İstifa halinde dahi işçiye kıdem tazminatı ödeneceğini öngören sözleşme hükümleri ile işyeri uygulamaları 4857 sayılı İş Kanununun sistemi içinde geçerli olup, bu halde kıdem tazminatını 1475 sayılı yasanın 14. maddesine göre hesaplanmalı ve anılan maddedeki kıdem tazminatı tavanı gözetilmelidir. Belirtmek gerekir ki, sözü edilen yasada düzenlenen kıdem tazminatı tavanı mutlak emredici niteliktedir.

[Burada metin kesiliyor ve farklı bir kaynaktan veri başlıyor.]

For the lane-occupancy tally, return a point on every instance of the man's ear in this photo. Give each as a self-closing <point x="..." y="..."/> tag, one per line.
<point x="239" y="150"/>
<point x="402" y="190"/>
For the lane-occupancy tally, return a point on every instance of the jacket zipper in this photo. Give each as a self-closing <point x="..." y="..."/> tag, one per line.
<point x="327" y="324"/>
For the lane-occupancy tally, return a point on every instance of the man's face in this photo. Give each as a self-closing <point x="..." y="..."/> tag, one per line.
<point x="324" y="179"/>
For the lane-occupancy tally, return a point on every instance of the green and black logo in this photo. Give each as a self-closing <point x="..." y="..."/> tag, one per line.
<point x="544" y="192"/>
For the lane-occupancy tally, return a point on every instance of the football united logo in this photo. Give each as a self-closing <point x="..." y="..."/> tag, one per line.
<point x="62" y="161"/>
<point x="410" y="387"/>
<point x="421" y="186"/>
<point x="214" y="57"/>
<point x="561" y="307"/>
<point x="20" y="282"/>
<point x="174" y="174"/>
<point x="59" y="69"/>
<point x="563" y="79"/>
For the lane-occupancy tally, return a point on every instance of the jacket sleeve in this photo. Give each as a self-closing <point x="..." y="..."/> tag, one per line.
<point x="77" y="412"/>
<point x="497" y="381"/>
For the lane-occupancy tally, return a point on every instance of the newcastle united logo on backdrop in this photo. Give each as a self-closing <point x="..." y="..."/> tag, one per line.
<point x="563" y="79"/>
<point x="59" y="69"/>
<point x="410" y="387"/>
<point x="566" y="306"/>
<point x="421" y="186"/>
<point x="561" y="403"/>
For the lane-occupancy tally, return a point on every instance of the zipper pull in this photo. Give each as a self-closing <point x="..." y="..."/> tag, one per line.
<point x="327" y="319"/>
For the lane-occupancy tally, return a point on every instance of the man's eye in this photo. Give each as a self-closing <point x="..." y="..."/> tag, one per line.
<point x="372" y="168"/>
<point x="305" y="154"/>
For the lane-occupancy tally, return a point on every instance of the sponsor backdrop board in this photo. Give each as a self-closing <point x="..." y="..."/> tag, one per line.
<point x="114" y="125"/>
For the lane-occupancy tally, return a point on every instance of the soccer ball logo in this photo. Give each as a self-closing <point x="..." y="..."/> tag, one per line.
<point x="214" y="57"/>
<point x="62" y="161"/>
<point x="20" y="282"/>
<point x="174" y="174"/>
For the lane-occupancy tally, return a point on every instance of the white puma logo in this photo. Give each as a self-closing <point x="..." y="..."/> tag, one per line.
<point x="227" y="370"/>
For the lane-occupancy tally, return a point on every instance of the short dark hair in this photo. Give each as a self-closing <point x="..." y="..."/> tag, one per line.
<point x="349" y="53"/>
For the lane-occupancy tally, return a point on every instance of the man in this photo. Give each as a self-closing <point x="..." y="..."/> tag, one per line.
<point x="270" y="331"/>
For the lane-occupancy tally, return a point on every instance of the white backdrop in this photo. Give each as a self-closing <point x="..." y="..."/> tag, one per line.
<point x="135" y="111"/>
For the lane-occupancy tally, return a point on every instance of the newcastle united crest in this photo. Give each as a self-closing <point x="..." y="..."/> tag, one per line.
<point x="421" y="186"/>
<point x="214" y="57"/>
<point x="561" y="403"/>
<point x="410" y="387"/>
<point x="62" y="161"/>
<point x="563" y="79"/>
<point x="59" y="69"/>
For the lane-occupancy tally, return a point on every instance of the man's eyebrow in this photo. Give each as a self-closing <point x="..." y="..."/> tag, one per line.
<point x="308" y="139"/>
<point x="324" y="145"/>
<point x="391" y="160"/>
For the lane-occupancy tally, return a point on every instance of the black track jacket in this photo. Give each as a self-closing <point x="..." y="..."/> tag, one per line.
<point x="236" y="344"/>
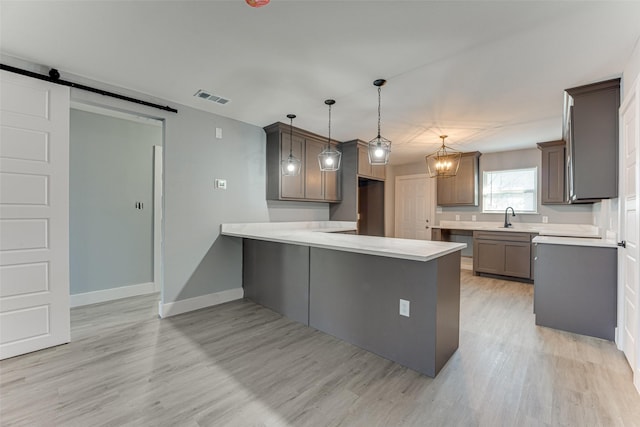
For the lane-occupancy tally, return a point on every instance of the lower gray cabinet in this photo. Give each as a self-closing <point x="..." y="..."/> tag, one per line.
<point x="575" y="289"/>
<point x="502" y="253"/>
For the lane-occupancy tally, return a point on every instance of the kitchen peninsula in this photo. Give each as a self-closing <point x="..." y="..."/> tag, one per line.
<point x="398" y="298"/>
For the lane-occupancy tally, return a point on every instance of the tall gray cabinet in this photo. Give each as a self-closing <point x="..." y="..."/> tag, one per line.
<point x="553" y="173"/>
<point x="591" y="132"/>
<point x="312" y="184"/>
<point x="363" y="190"/>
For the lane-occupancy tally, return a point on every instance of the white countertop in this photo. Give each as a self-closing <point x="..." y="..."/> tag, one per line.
<point x="575" y="241"/>
<point x="566" y="230"/>
<point x="325" y="234"/>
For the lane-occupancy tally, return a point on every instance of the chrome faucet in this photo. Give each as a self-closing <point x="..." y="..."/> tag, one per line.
<point x="507" y="224"/>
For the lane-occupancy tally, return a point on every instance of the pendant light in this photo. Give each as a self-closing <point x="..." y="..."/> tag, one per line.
<point x="379" y="147"/>
<point x="257" y="3"/>
<point x="444" y="163"/>
<point x="291" y="165"/>
<point x="329" y="158"/>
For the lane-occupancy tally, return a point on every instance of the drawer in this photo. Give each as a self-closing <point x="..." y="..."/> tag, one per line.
<point x="507" y="236"/>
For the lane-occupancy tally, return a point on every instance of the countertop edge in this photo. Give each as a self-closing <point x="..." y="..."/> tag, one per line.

Somut olayda; davacı tarafça verildiği kabul edilen 03.10.2005 tarihli istifa dilekçesinin incelenmesinde tarih kısmı numaratör ile atılmıştır. Dilekçenin metin kısmı ile imza kısmı arasında olağan olmayan bir boşluk bulunmaktadır. Bir davacı tanığı işe girerken boş kağıda imza attırıldığı yönünde beyanda bulunmuştur. Bütün bunların yanında bilgisayar terminal giriş – çıkış kart kayıtlarına göre davacının 18.11.2005 tarihine kadar davalı işyerinde çalıştığı anlaşılmaktadır. İş sözleşmesinin devamı sırasında alınan bu tür belgeler hukuken geçerli belge mahiyetinde değildir. Buna göre davacının kıdem ve ihbar tazminatı istekleri hakkında bir karar vermek gerekirken yazılı gerekçelerle davanın reddine karar verilmesi hatalı olup bozmayı gerektirmiştir.
SONUÇ: Temyiz olunan kararın yukarıda yazılı sebepten BOZULMASINA, peşin alınan temyiz harcının istek halinde ilgiliye iadesine,05/02/2010 gününde oybirliğiyle karar verildi.